17) タラウドキシタアゲハ (Sp. dohertyi (Rippon, 1893)3) [♂, ♀]
= vordermani (Snellen, 1895)5) [♂,♀](Talaud島)
(分布)INDONESIA [N. Sulawesi] Talaud諸島 (Karakelong島, Salibabu 島, Kaburuang島), Sangihe諸島 (Sangihe島)。 [分布概念図 36], [分布図150]
(垂直分布)低地(詳細は不明)。
(発見と原記載のエピソード)1892年2月から3月にかけ、タラウド諸島でDoherty(種名は彼に献名されたものである)がはじめて採集した標本を、Elwesの好意でRipponが譲り受け、その翌年の1893年新種として記載した。その序文に「この種は移行型と考えられるため系統発生学的には非常に興味がある」と述べている。
(特徴)Talaud-Sangihe諸島に限って生息する特産種。黄金斑がない唯一のキシタアゲハとして知られている。本種はフィリピンキシタアゲハ(T. rhadamantus )の近似種で、以前はその亜種として取り扱われたこともある。
(斑紋)♂:前・後翅の翅頂は尖り、近似種のものに似る。前翅は光沢がある黒色で、第2-9脈までの翅脈条が透けて見える。後翅も黒色で光沢があり無紋。裏面では、前翅の第2-9脈には灰色の翅脈条があり、後翅では無紋のものや第2室から亜前縁室の亜外縁に、次第に小さくなる黄色い翅室斑があるが、その大きさや数は個体差がある。頸部・側胸部には紅毛がある。腹部の上面は黒色で、下面は黄白色である。
♀:前翅の翅頂および後角は丸味を帯び、後翅の外縁は波状の凹凸がある。前翅は濃褐色で、中室端と第2- 9脈まで淡い不明瞭な灰色の翅脈条がある。中室先端はM字状、第2脈に沿う翅脈条は中室に達しない。後翅の色は前翅より濃く、中室を中心に汚黄白色をした極小さい斑紋があるものから無紋のものまで個体変異が著しい。腹部の上面は黒褐色、腹面は黄土色と黒色の縞模様。
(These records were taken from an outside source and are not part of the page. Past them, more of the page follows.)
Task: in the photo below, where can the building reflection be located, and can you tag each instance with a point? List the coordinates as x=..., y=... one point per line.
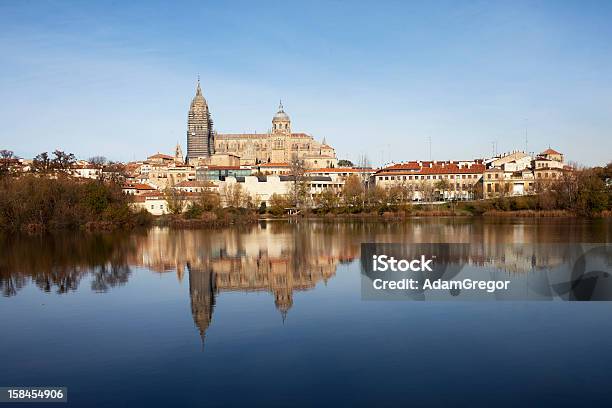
x=280, y=258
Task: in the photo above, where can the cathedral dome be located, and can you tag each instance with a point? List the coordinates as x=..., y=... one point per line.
x=280, y=115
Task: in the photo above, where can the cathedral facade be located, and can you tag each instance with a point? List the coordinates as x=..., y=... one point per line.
x=279, y=145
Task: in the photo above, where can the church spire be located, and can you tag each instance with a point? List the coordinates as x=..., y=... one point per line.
x=198, y=89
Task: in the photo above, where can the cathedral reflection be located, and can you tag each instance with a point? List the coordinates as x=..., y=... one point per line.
x=277, y=257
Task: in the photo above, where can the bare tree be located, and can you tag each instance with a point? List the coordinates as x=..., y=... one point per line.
x=98, y=161
x=299, y=188
x=62, y=161
x=7, y=158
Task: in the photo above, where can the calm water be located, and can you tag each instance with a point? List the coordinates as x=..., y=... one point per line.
x=272, y=315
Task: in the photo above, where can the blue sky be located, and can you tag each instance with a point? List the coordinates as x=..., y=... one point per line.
x=375, y=78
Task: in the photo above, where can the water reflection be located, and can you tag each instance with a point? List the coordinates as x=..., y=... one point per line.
x=276, y=257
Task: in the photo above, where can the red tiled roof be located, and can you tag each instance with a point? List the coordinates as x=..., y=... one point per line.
x=161, y=156
x=139, y=186
x=224, y=168
x=448, y=169
x=193, y=183
x=339, y=170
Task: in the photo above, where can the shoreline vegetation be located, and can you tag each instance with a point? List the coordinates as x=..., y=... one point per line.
x=50, y=199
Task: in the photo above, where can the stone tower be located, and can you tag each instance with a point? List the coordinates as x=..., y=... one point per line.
x=281, y=122
x=178, y=154
x=200, y=137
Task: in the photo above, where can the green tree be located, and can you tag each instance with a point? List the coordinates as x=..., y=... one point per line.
x=41, y=163
x=353, y=191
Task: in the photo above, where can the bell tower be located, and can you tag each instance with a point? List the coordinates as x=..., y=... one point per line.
x=281, y=123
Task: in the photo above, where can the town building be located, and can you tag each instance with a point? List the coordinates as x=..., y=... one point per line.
x=200, y=136
x=427, y=181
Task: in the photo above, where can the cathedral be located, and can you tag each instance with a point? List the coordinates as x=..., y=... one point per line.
x=200, y=134
x=279, y=145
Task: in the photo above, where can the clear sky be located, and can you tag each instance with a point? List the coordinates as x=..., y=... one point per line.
x=377, y=78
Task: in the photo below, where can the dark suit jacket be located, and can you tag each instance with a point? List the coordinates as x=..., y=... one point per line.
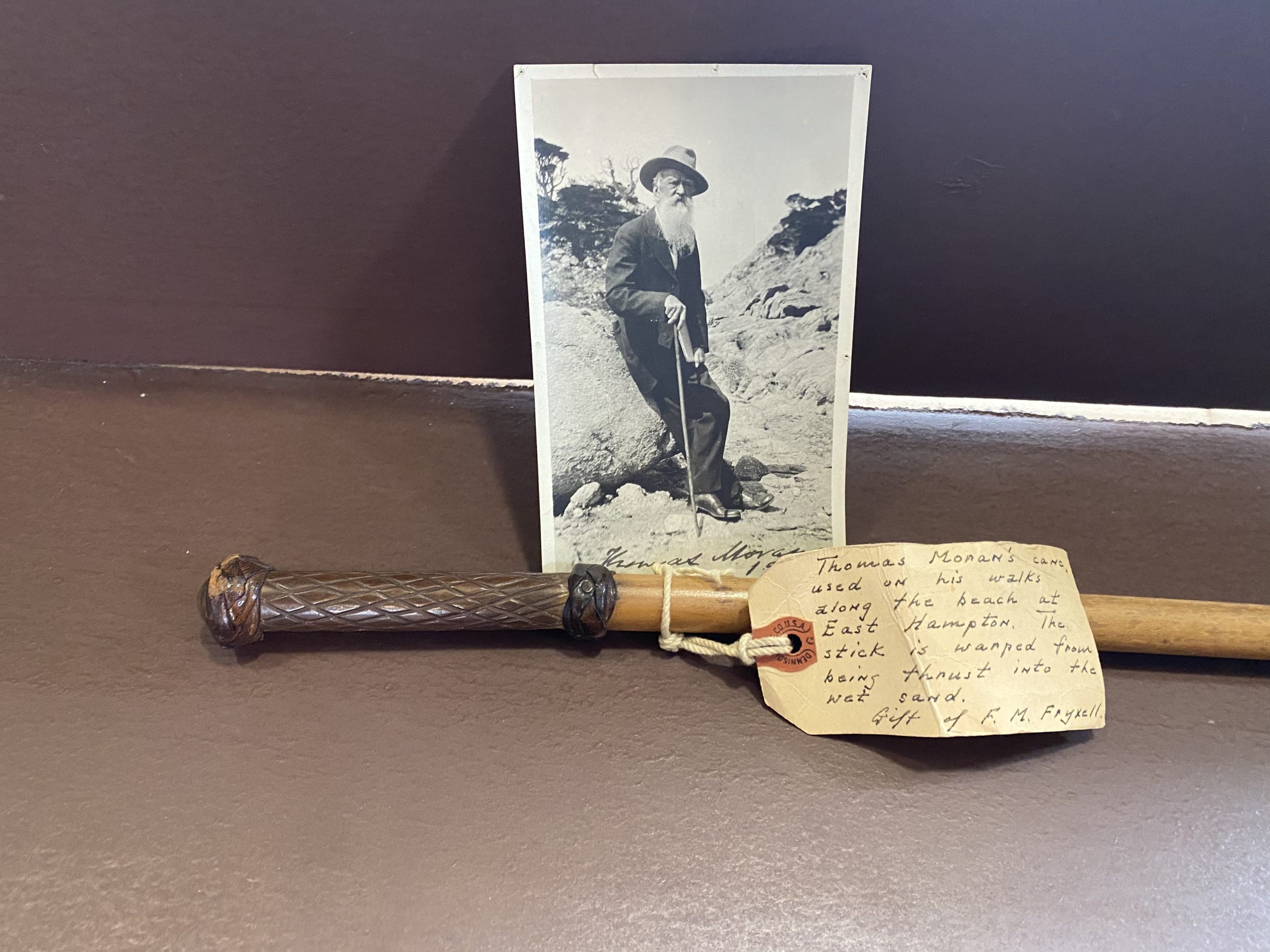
x=639, y=276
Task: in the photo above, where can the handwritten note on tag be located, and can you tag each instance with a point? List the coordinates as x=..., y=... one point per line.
x=934, y=642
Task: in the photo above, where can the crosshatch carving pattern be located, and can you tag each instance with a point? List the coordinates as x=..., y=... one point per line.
x=355, y=601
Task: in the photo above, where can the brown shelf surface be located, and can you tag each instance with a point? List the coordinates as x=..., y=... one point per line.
x=512, y=791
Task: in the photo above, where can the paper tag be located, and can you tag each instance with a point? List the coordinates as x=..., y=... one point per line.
x=933, y=642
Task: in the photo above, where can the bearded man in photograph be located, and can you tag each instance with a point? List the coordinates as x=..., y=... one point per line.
x=653, y=285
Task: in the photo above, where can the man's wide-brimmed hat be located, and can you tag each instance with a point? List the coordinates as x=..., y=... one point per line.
x=675, y=158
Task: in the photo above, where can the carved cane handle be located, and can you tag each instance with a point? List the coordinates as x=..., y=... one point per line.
x=244, y=598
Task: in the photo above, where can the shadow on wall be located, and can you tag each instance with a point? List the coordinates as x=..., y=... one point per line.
x=460, y=253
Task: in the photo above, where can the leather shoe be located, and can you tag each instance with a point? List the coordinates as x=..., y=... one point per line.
x=710, y=504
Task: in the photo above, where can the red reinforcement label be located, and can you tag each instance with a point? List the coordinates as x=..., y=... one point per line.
x=801, y=634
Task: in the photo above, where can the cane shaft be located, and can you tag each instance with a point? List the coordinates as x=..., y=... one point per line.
x=244, y=598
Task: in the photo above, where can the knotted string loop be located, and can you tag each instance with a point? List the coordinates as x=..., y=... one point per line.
x=746, y=649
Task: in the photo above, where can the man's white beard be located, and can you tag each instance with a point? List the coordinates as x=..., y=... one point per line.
x=675, y=219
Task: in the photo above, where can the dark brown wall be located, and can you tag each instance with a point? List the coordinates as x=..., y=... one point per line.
x=1062, y=200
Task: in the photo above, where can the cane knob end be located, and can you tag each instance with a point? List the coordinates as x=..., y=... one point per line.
x=230, y=601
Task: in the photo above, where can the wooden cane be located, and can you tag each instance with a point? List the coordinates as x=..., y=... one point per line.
x=244, y=599
x=684, y=431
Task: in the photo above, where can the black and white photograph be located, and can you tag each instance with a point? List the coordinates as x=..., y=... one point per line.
x=691, y=240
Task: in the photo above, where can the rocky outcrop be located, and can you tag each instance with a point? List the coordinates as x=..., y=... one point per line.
x=622, y=438
x=774, y=323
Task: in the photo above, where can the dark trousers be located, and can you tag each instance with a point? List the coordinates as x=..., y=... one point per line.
x=708, y=412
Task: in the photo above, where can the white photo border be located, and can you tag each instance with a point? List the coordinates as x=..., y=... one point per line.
x=524, y=76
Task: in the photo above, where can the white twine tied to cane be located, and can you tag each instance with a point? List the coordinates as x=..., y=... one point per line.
x=747, y=648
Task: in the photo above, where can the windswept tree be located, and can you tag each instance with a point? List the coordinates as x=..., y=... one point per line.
x=808, y=223
x=587, y=218
x=550, y=168
x=625, y=182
(変異) ♂-f. fasciculatus Lathy, 18991): (前翅の斑紋変異) 裏面の灰白色の翅脈条は幅広く、互いに融合して幅広い帯を形成するもの。
♀-f. fasciculatus Lathy, 18991): (前翅の斑紋変異) 翅底部1/3を残し、すべて褐灰色の翅脈条斑で覆われるもの。
♀-f. dohertyi (Rippon, 1893)3): (後翅の斑紋変異)翅室斑が存在するもの。(正常型)。
♀-f. vordermani (Snellen, 1895)5) (=futura Rumbucher & von Knötgen, 19994)): (後翅の斑紋変異)翅室斑を欠如するもの。
(食草)タガラウマノスズクサ (Aristolochia tagala ), ウミベノウマノスズクサ (A. gaudichaudii )2)。